Respiratory Distress Syndrome

Basics

Description

Respiratory distress syndrome (RDS) is an acute, developmental lung disease affecting primarily premature infants. Disease is characterized by alveolar collapse due to a lack of pulmonary surfactant owing to lung immaturity that results in increased work of breathing, hypoxemia, and respiratory acidosis. The term hyaline membrane disease (HMD) is often used synonymously.

Epidemiology

  • RDS is the most common lung disease in premature infants, affecting approximately 60,000 to 80,000 infants per year in the United States.
  • Risk increases with the degree of prematurity; nearly 100% of infants born at <26 weeks’ gestation affected
  • For near-term infants delivered operatively without benefit of labor, the risk of developing RDS increases roughly 2-fold for every week <39 weeks’ gestation.

Risk Factors

  • Prematurity
  • Low birth weight
  • Maternal diabetes
  • Delivery without labor
  • Absence of antenatal steroid administration
  • Male gender
  • Caucasian race
  • Perinatal depression

General Prevention

  • Prevention of prematurity
  • Maternal antenatal steroids

Pathophysiology

  • Insufficient or dysfunctional surfactant results in alveolar instability and atelectasis, causing hypoventilation and ventilation–perfusion mismatch, leading to hypoxemia and respiratory acidosis.
  • The lack of surfactant in conjunction with pulmonary immaturity also leads to transudation of fluid and alveolar edema.
  • Surfactant inactivation from transudation of proteins or other substances into the alveolus
  • Increased work of breathing generates high negative intrathoracic pressures to overcome alveolar collapse.
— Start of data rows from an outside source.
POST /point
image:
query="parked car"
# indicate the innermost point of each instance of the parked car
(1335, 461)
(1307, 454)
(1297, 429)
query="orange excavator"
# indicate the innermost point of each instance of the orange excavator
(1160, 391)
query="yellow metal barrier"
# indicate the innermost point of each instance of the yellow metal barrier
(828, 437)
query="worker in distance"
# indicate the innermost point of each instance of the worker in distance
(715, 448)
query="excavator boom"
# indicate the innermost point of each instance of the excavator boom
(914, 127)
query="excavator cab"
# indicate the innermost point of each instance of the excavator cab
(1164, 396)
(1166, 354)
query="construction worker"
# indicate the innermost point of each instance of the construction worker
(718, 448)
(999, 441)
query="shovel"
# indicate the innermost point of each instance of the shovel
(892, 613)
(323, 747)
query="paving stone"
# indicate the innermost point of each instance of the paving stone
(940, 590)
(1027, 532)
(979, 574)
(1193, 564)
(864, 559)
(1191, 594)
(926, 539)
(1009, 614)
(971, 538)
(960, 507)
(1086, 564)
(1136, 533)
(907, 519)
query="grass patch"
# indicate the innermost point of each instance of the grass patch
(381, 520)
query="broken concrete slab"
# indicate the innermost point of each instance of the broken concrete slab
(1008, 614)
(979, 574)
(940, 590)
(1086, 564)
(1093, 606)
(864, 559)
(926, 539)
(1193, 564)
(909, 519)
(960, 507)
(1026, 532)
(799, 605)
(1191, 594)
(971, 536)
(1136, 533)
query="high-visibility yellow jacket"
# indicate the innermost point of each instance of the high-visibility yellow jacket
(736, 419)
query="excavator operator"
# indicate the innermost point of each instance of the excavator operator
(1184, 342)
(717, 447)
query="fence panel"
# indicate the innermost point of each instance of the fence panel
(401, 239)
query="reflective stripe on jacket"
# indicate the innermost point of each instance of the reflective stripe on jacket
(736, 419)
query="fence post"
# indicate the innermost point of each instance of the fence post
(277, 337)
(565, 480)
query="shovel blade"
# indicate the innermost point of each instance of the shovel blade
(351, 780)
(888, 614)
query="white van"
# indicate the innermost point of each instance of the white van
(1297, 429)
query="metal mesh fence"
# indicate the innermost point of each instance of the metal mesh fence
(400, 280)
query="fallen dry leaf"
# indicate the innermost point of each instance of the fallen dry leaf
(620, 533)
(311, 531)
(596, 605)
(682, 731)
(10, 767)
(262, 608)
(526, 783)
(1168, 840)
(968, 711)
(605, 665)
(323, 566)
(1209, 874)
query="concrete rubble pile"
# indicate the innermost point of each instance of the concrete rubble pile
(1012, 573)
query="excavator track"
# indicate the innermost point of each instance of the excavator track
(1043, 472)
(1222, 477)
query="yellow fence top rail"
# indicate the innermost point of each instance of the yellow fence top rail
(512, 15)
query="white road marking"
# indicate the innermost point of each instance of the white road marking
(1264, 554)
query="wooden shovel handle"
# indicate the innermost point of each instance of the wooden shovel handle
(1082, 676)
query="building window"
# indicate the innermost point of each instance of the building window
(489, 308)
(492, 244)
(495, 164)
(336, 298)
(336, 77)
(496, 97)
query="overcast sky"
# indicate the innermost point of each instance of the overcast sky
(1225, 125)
Retractions result from the highly compliant newborn rib cage combined with poorly compliant lungs.
  • Expiratory grunting is due to glottic closure at the end of expiration to prevent end-expiratory atelectasis and maintain functional residual capacity.
  • Infants with a well-developed pulmonary arterial muscular bed can develop secondary pulmonary hypertension, with hypoxemia leading to pulmonary vasoconstriction.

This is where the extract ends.